Justin Starke, official uBu brand ambassador and founder of Starke Shrooms, sent us a recipe that he came up with during his Iceland trip for a delicious looking coconut curry and couscous dish using all dry ingredients. Naturally, it features Hiker's Hummus.
Coconut Curry Cashew Hummus
Ingredients:
75g Couscous*
10g Freeze Dried Carrots**
10g Freeze Dried Sweet Corn**
10g Freeze Dried Peas**
6g Coconut Milk Powder
12g Peanut Butter Powder
3g Butter Powder
54g Cashews
20g Curry Paste (I like Maesri Massaman)***
1 packet (43g) of Ubu Hiker's Hummus (Roasted Garlic or Cilantro Lime)

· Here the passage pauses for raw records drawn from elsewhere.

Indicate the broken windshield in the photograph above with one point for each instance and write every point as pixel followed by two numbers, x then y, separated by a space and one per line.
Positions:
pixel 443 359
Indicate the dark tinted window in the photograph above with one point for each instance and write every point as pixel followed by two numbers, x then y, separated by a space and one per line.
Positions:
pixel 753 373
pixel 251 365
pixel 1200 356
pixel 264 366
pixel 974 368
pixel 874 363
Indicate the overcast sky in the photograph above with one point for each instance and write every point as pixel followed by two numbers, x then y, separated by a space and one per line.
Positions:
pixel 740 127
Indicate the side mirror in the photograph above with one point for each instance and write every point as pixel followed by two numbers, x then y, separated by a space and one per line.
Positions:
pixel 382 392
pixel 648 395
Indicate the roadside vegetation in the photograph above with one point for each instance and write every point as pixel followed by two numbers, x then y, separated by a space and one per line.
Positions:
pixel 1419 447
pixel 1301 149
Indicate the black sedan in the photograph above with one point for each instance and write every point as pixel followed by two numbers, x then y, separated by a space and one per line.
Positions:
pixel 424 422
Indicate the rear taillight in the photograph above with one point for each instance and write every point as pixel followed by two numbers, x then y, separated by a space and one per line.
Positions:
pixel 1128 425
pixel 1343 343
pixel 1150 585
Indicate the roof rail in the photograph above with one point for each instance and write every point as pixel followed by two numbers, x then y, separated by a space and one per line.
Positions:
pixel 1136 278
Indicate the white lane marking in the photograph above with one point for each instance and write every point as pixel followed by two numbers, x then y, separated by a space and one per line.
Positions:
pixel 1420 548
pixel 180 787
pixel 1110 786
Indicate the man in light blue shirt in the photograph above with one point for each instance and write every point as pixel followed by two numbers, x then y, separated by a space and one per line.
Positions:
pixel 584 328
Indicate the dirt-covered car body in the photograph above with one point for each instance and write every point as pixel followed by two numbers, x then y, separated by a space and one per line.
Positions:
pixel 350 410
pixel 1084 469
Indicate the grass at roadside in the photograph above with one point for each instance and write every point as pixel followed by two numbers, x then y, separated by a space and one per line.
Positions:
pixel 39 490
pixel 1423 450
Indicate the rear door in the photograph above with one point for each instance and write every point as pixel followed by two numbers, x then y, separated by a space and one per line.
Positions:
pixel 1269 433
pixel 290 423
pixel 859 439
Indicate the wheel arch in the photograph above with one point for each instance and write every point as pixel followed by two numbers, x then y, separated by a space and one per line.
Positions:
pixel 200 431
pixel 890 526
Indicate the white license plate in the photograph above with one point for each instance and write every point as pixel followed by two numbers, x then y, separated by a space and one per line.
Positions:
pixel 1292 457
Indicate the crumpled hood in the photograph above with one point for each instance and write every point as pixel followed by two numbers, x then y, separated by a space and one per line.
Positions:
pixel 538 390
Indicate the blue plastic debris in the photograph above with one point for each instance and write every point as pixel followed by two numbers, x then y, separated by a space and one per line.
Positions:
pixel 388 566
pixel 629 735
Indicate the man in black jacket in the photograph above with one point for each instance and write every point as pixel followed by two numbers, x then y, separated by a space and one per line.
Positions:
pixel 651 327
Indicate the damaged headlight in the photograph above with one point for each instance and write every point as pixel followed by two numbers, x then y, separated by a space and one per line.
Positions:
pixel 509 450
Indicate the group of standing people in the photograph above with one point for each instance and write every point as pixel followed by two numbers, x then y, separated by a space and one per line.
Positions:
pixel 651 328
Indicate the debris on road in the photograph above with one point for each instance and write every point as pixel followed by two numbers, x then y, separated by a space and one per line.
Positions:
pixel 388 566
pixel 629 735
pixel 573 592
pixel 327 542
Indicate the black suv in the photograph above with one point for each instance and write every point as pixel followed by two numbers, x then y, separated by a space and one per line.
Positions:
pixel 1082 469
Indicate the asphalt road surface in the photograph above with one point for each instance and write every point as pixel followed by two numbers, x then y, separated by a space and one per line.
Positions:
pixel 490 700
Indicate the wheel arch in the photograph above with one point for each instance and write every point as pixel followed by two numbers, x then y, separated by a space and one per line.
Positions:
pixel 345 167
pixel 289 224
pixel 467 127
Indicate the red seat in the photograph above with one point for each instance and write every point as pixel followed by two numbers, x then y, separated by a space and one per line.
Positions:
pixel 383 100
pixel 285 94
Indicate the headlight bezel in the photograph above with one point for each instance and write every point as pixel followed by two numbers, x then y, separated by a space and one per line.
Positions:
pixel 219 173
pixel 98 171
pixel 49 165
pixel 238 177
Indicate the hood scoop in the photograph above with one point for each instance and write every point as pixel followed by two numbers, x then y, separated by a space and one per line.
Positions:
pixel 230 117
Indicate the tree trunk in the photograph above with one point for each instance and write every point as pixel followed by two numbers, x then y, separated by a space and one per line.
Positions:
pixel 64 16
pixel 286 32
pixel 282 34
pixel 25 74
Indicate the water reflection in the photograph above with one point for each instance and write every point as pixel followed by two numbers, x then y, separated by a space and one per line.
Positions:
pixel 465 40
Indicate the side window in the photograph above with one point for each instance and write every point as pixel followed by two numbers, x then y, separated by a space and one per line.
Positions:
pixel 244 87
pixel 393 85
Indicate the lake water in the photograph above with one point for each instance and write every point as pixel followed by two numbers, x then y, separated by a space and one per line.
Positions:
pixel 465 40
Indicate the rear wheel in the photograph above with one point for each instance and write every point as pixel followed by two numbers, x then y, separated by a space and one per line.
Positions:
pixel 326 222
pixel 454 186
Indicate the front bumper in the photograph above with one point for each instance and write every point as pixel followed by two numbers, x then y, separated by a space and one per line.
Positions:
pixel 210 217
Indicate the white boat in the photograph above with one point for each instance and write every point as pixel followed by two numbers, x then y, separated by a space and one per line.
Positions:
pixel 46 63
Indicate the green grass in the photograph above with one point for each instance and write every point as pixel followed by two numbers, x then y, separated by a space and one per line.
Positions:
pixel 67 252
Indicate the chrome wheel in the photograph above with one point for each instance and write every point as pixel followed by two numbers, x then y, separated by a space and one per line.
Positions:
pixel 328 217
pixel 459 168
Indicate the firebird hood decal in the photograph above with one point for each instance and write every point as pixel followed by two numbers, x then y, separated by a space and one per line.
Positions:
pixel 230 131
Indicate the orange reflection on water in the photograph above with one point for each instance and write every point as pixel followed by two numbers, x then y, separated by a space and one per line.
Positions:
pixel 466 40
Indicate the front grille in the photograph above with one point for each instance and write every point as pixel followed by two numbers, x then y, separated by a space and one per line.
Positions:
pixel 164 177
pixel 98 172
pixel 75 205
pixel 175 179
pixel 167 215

420-480ml water (1 3/4 - 2 cups)
Directions:
Mix together all the dried ingredients ahead of time in a quart sized freezer bag or silicon bag
Add boiling water, stir, and let sit for 5-10 minutes
Alternatively, add cold water and let soak 6 hours to overnight
Macros:
650 Calories
60g Carbs
22g Protein
36g Fat
Notes:
* Substitue an equal weight of Minute rice to make this recipe gluten free
** Substitute an equal weight of dehydrated frozen vegetable medley
*** Curry powder can also be substituted for longer shelf life.